À espera de novo curativo

Antes, contudo, foi com sensação de conforto que li ser a minha opinião a mesma do ombudsman da Folha, conforme seção própria publicada no domingo (16/11) [ver ‘Saúde é mais que hedonismo egoísta‘].

Um dos exemplos: a própria Folha, dentre vários outros meios de comunicação, deu espaço considerável a assunto realmente preocupante: o exame que o CRM de São Paulo há alguns anos aplica aos sextanistas, formandos, portanto, mostra uma gradual degradação da qualidade dos conhecimentos desses quase médicos. A última versão do exame mostrou que mais de 60% estariam despreparados para atuar na mais corriqueira das atividades dos médicos jovens, a emergência, assim como o atendimento ambulatorial. E um número vergonhosamente alto de respostas erradas foi dado a questões simples de doenças absurdamente comuns e de conhecimento obrigatório para qualquer profissional da área: tuberculose e diabetes.

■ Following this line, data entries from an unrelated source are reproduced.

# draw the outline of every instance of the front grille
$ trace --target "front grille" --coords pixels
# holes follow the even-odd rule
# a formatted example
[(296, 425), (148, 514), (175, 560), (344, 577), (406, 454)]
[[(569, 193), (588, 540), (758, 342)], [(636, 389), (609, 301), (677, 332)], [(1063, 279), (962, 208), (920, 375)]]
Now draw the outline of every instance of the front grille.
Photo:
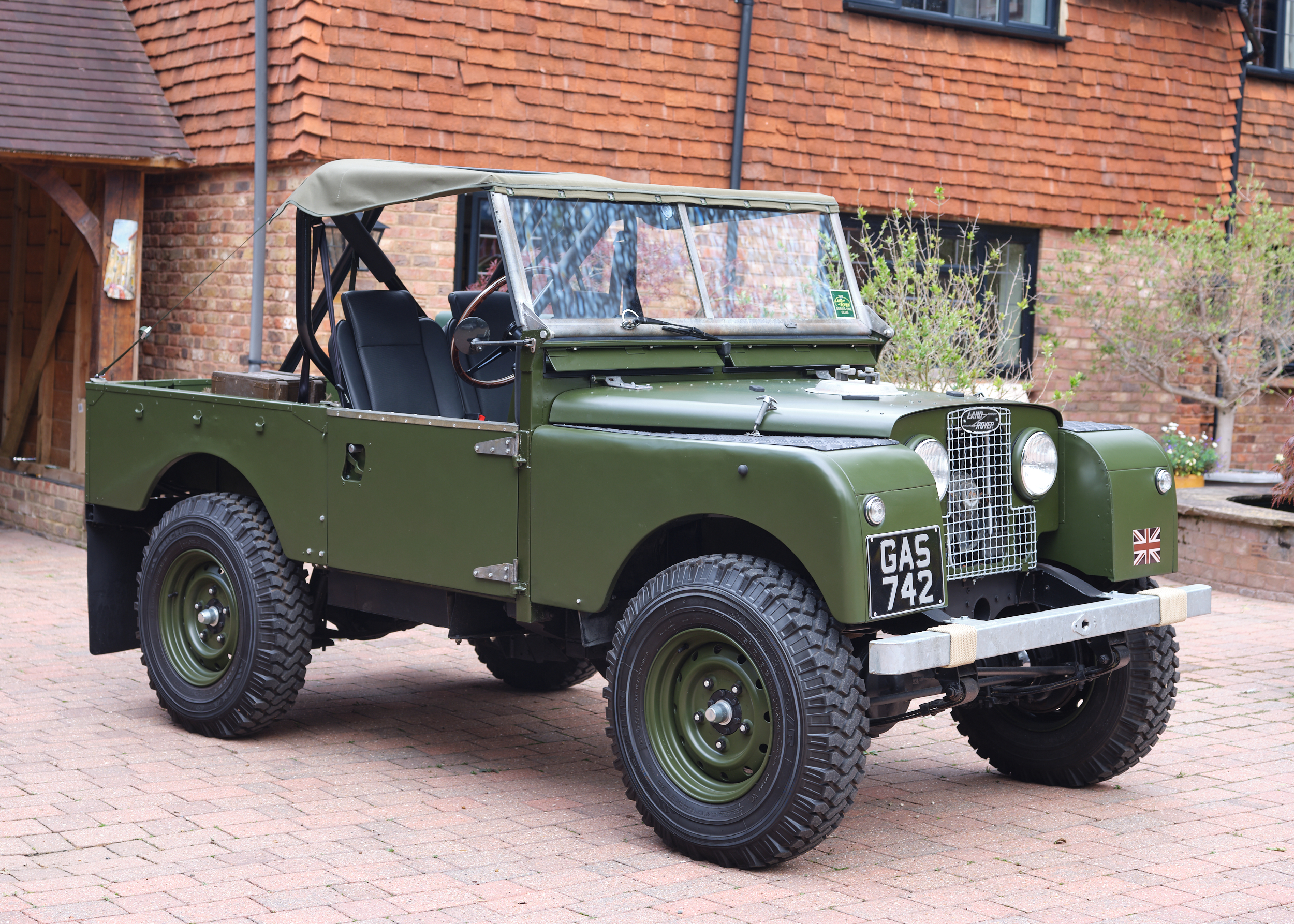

Impressionou verificar que as matérias sobre o assunto eram quase repetitivas de algum press release da entidade ou das entrevistas formais dos diretores do órgão: os mesmos comentários assinalando críticas à quantidade de novas escolas médicas sem condições de ensinar algo minimamente decente, onde o padrão de qualidade da profissão aproxima-se da tal tolerância zero por razões óbvias.

Mas da própria Folha ao Fantástico, tudo pareceu repetir-se. E o novo caderno do jornal paulista bem que poderia fazer a diferença. Mas não fez.

O exame do CRM não é obrigatório, como o da OAB. Qual a lógica, então, do Conselho paulista dedicar-se a essa ingrata tarefa? Ora, a resposta e simples: não há previsão legal para tal exame tornar-se passo final para um médico entrar no mercado de trabalho. Mesmo que o CRM criasse centenas de portarias e resoluções para obrigar todos os formandos a prestar o mesmo, qualquer aluno, com um advogado, conseguiria facilmente uma liminar na justiça para obter sua inscrição no CRM, com certeza confirmada no julgamento de mérito.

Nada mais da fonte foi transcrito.